Ganz allgemein heißt es bei CMII: Dokumente führen, Produkte folgen. Die Dokumentation eines Bauteiles oder Software-Moduls muss also immer zuerst vollständig erstellt, geprüft und freigegeben werden, erst dann darf entwickelt, gefertigt und beschafft werden. CMII erzwingt also eine Vordokumentation: Dadurch wird jedes Dokument zu einer klaren Anforderung.

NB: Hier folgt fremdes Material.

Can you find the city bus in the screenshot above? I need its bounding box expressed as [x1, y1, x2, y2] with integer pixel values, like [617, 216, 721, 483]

Einzelanforderungen sind schneller freizugeben

Konsequenterweise beginnt dies bei der Umsetzung des Lastenheftes. Dieses wird mit den dazugehörenden Normen oder Umweltvorschriften systematisch in Einzelanforderungen zergliedert. Kleine Einheiten sind einfacher zu ändern, besser prüfbar und schneller freizugeben als große. Anschließend werden sie in die vierfach unterteilte Design-Basis überführt. Erst wenn jeweils aus funktionaler, physischer, logischer und prozessbedingter Sicht alle Fragen geklärt sind, ist das beauftragte „cross functional team“ sicher, die Wünsche des Kunden umsetzen zu können. Sinnvollerweise enthält diese Arbeitsgruppe Mitglieder aus dem Einkauf, der Entwicklung, der Fertigung und auch des Vertriebs.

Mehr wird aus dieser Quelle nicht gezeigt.